The name collision matters. This is not a personal/local "sage" memory manager; it is an AppWorld RL system built from patched dependencies and large-scale training scripts. Reviewing it as a general memory repository would overstate what the code implements.

The strongest mechanism is the second-round dependency. SAGE does not merely ask the model to write helper functions; it creates a paired situation where a helper from one task can be injected into a related next task, counted, and rewarded. That is a sharper learning signal than appending every generated function to a global library.

The weakest mechanism is lifecycle. A function can be syntactically extracted, smoke-executed, counted by name, and rewarded, but the repository does not expose a stable skill review process. There is no clear artifact contract for provenance, merge history, last successful use, deprecation, or human inspection beyond experiment outputs.
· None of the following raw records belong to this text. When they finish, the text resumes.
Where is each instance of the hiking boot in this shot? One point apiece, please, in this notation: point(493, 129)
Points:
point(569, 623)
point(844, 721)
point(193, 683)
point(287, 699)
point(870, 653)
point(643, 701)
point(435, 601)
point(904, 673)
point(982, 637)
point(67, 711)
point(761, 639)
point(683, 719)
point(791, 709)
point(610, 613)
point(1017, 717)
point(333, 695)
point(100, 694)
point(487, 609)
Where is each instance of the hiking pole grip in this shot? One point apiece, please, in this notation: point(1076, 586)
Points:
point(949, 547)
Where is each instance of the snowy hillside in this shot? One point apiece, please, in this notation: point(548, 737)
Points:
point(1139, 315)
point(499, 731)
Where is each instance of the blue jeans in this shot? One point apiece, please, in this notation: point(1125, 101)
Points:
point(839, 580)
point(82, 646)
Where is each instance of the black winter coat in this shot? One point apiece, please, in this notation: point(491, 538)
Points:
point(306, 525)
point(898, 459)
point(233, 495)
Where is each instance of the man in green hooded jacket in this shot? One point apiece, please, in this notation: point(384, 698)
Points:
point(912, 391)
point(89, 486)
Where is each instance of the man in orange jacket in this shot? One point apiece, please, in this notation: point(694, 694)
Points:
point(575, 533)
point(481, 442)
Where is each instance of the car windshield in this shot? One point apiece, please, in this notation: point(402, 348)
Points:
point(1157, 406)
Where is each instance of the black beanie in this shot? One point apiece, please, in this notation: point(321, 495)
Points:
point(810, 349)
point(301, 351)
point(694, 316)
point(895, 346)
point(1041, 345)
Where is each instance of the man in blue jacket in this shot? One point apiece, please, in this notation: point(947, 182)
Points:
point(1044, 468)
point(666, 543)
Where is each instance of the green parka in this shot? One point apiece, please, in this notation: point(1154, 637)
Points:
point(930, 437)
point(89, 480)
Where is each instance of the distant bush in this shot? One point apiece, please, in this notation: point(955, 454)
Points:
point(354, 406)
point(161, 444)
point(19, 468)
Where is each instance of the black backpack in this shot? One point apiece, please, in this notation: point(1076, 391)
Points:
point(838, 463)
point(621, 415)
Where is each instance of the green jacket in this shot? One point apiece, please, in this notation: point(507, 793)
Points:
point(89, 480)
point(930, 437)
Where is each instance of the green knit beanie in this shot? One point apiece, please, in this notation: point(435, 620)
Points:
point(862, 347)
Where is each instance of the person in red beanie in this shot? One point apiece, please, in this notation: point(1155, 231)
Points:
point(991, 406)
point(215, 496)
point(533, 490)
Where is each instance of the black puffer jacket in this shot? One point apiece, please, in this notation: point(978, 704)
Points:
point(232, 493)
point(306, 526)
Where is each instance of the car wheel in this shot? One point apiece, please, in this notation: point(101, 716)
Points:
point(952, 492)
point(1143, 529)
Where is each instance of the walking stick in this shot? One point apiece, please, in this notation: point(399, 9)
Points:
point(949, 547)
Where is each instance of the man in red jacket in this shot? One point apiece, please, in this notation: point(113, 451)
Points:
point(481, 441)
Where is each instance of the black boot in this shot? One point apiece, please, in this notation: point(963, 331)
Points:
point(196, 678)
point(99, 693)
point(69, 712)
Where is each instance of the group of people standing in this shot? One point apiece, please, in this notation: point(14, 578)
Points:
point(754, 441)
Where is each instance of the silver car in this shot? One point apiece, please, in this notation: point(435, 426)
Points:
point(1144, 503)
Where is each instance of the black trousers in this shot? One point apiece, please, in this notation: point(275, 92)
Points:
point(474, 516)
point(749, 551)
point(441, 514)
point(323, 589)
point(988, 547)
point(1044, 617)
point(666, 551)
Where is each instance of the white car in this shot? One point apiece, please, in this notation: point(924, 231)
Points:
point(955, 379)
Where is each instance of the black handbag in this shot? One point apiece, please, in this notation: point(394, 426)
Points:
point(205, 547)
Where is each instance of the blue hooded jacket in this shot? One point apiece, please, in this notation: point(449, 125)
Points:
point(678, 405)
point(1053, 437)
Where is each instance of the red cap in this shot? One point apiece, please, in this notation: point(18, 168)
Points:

The GRPO implementation is code-grounded but tightly coupled to AppWorld. The trainer rewrites scenario IDs into two subtasks, assumes AppWorld rewards, and uses the skill-integrated reward formula in the generation manager. That makes SAGE useful evidence for environment-specific skill learning, not a drop-in general agent-memory layer.

What to Watch

  • Whether future releases persist skill libraries as first-class artifacts rather than transient dictionaries and experiment JSONL.
  • Whether skill metadata gains source trajectory IDs, execution outcomes, reuse counts, and retirement state.
  • Whether the reward design is evaluated outside AppWorld or remains benchmark-specific.
  • Whether retrieved-skill execution becomes a stronger validator than "Execution successful." before prompt injection.
  • Whether checkpoint learning is compared against an external durable skill library at deployment time.

Relevant Notes:

  • Trace-derived learning techniques in related systems - extends: SAGE is a symbolic-to-opaque case where rollout-generated functions become GRPO/SFT training signal.
  • SkillX - compares-with: both learn skill artifacts from AppWorld-style trajectories, but SkillX preserves a more explicit library while SAGE compiles reuse into policy.
  • OS-Copilot - compares-with: both use executable generated functions as memory, but OS-Copilot keeps a durable tool repository while SAGE uses functions as training scaffolds.
  • Deploy-time learning is the missing middle - qualifies: SAGE learns from deployment-like rollouts, but the durable result is offline checkpoint training rather than live KB promotion.
  • Axes of artifact analysis - grounds: SAGE separates raw traces, extracted symbolic functions, reward signals, and compiled model checkpoints.